Curator, Ann Temkin: Andre Cadere was born in Warsaw, grew up in Romania and came to Paris in the 1960s. There he joined the conceptual generation of artists who, in the 1970s wanted to take art out of the constricted environment of the gallery or the museum and into everyday life.
The way that Cadere did this was to develop a format he called his 'round wooden bars,' which he painted with a household paint in combinations ranging from three to seven colors. Cadere developed these pretty elementary patterns of color, like ABC BCA CAB, to determine the sequences in each bar. However, before he finished with one, he also inserted one flaw so that they would not be absolutely perfect.
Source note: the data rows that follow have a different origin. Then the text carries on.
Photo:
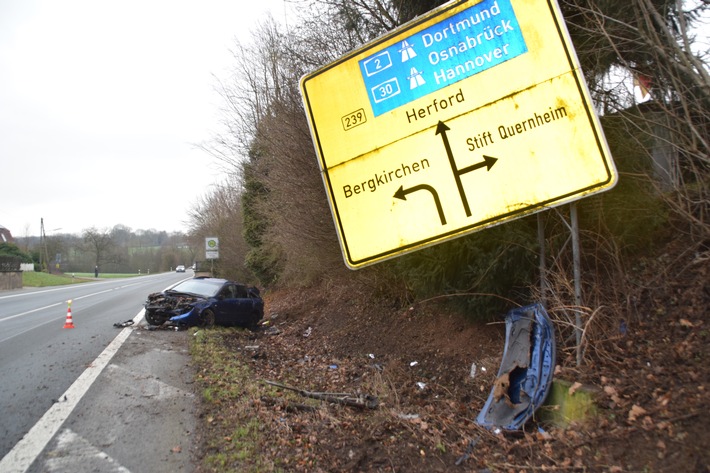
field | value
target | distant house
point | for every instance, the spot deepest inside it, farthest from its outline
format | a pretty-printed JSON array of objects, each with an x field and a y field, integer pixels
[{"x": 5, "y": 235}]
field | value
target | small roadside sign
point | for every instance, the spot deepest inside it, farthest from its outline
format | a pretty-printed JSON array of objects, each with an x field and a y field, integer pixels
[
  {"x": 467, "y": 117},
  {"x": 211, "y": 248}
]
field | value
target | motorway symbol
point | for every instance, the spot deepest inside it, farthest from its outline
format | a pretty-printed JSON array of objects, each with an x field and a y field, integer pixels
[{"x": 478, "y": 108}]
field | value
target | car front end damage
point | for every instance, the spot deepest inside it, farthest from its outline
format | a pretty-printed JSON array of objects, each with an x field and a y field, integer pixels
[{"x": 177, "y": 308}]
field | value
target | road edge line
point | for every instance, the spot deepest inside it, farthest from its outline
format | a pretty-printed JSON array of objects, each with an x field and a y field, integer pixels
[{"x": 26, "y": 451}]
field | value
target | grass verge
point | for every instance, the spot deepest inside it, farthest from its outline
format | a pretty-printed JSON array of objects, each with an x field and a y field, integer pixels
[
  {"x": 39, "y": 279},
  {"x": 233, "y": 434}
]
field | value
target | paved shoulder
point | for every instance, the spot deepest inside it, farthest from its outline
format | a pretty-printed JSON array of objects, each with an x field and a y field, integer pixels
[{"x": 139, "y": 415}]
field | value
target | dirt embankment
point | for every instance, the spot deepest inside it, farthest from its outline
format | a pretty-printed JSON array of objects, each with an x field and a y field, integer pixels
[{"x": 652, "y": 380}]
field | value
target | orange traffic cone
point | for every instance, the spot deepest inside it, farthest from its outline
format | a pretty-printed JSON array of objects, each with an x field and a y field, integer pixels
[{"x": 69, "y": 323}]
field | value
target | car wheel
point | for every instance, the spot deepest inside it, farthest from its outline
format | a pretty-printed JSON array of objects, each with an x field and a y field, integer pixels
[
  {"x": 153, "y": 319},
  {"x": 207, "y": 318}
]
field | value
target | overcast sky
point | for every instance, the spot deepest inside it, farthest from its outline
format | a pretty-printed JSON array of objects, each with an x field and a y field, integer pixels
[{"x": 102, "y": 103}]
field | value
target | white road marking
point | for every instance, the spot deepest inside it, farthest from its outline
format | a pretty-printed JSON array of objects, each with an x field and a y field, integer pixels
[
  {"x": 24, "y": 453},
  {"x": 75, "y": 452}
]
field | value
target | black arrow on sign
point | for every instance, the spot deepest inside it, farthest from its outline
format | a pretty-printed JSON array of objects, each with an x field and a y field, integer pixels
[
  {"x": 488, "y": 162},
  {"x": 402, "y": 194}
]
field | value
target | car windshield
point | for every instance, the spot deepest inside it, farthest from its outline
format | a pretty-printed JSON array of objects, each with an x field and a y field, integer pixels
[{"x": 200, "y": 287}]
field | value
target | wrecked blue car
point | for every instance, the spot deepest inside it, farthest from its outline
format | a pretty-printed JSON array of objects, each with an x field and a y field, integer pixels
[
  {"x": 206, "y": 302},
  {"x": 526, "y": 370}
]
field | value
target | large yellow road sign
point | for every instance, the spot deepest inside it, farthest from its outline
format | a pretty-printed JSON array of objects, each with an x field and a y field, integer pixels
[{"x": 465, "y": 118}]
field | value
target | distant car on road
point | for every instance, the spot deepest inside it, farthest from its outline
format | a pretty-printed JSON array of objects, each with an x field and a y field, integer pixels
[{"x": 206, "y": 302}]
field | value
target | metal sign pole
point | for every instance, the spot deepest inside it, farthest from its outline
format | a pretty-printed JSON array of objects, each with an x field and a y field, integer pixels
[{"x": 576, "y": 261}]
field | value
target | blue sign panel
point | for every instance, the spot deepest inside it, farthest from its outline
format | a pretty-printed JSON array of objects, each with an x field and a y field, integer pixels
[{"x": 473, "y": 40}]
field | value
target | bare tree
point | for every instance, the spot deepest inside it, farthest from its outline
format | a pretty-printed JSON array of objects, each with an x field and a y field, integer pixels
[{"x": 100, "y": 243}]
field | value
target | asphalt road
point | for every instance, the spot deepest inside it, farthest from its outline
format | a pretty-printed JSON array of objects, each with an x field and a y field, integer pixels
[{"x": 93, "y": 397}]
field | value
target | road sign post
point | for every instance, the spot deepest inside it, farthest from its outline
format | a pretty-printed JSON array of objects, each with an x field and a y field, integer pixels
[{"x": 468, "y": 117}]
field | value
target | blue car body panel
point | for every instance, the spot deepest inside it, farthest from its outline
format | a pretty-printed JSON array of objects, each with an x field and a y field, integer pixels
[
  {"x": 185, "y": 303},
  {"x": 526, "y": 370}
]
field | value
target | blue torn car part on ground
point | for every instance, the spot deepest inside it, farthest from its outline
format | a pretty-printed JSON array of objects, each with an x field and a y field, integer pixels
[
  {"x": 526, "y": 370},
  {"x": 205, "y": 302}
]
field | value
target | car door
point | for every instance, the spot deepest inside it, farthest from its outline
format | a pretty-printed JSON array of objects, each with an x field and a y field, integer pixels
[
  {"x": 225, "y": 307},
  {"x": 235, "y": 306}
]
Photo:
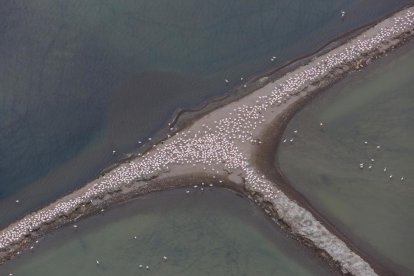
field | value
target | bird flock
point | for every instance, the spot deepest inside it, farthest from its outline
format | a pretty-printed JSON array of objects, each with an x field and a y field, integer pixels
[{"x": 221, "y": 143}]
Cadere made 200 of these bars, about couple hundred of these bars all in very bold, bright, almost childlike colors that had the kind of feeling of kindergarten blocks or wooden beads. He would take these bars, and …walk around the city holding one over his shoulder or under his arm. And he would enter a gallery setting and walk around with his bar. He might bring one into a subway, into a café, into a store. These were performance pieces as much as sculptures.
Cadere died of cancer in 1978. Today, of course we have no Cadere, but we do have the bars. And we have with them a very strong sense… of what a sculpture could be in relation to a human body and in relation to a lived life. As opposed to a sculpture as something that sits frozen on a pedestal.